Interstate Capital Focuses On Factoring Speed

Invoice factoring company Interstate Capital is focusing on speed with its latest enhancements.

The firm said this week it is offering an expedited factoring process to accelerate the time it takes for businesses to access capital when they’re waiting for their invoices to be paid. The solution provides financing within 48 hours, Interstate said.

The service provides an online application portal. After approval, companies can see their invoices financed within 24 hours of submission, with funds landing directly in a company’s bank account. Interstate said invoice financing can be critical to healthy cash flow management, and to ensuring that small businesses don’t fall behind on their own payments when waiting for invoices to be settled.

While Interstate Capital highlighted SMBs’ need for such a solution, the company also noted that companies of all sizes may benefit from a factoring tool.

Factoring has become a mainstay for verticals like the manufacturing and freight industries, and, amid economic recovery following the recession, in the apparel industry as well. But competition in the industry is growing.

“Factoring is a tough product and hard to manage entirely online,” reflected BlueVine founder and CEO Eyal Lifshitz in an interview with Karen Webster last month.

Factoring also struggles with its reputation: According to Lifshitz, the financing product is misunderstood, and can be applied to more scenarios than simply financing unpaid invoices.

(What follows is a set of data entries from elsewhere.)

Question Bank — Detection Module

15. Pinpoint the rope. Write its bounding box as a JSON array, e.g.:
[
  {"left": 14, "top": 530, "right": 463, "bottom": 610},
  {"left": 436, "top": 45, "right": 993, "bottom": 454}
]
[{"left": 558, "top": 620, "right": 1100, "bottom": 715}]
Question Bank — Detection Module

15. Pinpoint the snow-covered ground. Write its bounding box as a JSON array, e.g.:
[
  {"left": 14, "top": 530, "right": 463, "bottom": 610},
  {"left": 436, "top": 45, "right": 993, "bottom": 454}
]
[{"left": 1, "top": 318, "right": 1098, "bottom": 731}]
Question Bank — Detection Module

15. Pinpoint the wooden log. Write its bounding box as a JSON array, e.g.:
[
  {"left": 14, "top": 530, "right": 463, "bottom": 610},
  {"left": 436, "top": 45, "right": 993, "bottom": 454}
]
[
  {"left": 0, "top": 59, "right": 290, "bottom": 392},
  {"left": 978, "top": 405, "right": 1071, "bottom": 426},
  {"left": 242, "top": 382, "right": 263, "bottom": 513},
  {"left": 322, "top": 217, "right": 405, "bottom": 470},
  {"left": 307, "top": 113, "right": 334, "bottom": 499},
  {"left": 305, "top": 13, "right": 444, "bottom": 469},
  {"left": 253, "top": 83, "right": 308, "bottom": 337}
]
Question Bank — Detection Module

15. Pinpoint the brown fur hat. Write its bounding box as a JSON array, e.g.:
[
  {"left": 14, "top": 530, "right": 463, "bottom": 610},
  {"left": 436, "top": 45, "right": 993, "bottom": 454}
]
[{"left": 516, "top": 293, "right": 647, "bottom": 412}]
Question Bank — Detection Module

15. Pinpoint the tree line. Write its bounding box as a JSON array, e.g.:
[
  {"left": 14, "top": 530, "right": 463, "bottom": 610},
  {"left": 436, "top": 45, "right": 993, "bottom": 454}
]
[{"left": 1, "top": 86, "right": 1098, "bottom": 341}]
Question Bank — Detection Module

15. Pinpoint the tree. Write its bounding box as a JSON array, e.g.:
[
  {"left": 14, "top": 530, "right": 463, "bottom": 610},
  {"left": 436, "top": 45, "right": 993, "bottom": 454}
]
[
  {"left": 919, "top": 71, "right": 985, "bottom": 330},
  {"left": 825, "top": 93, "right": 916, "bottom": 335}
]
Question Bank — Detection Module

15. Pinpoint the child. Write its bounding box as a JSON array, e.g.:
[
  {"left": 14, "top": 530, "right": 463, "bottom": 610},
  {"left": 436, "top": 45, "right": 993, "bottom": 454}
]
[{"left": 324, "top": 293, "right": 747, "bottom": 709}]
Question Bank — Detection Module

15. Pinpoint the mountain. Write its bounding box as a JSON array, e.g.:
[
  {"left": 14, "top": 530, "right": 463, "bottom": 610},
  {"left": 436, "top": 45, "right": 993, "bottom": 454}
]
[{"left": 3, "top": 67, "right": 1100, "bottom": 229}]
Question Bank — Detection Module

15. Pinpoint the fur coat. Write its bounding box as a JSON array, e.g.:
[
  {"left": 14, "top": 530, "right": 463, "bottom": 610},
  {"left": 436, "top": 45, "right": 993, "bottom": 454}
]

Amid the industry competition, Trade Finance Solution (TFS), another SMB factoring firm, recently acquired industry peer Paragon Financial Group. The deal, announced in January, consolidated the U.S. factoring market and occurred about a year after TFS acquired another industry player, Gerber Finance.

Factoring and other forms of alternative small business financing continue to develop in the U.S. as large corporates extend invoice payment terms. A report published by The Hackett Group last week found that the nation’s top 1,000 enterprises have improved their working capital performance, but are doing so by delaying supplier invoice payments.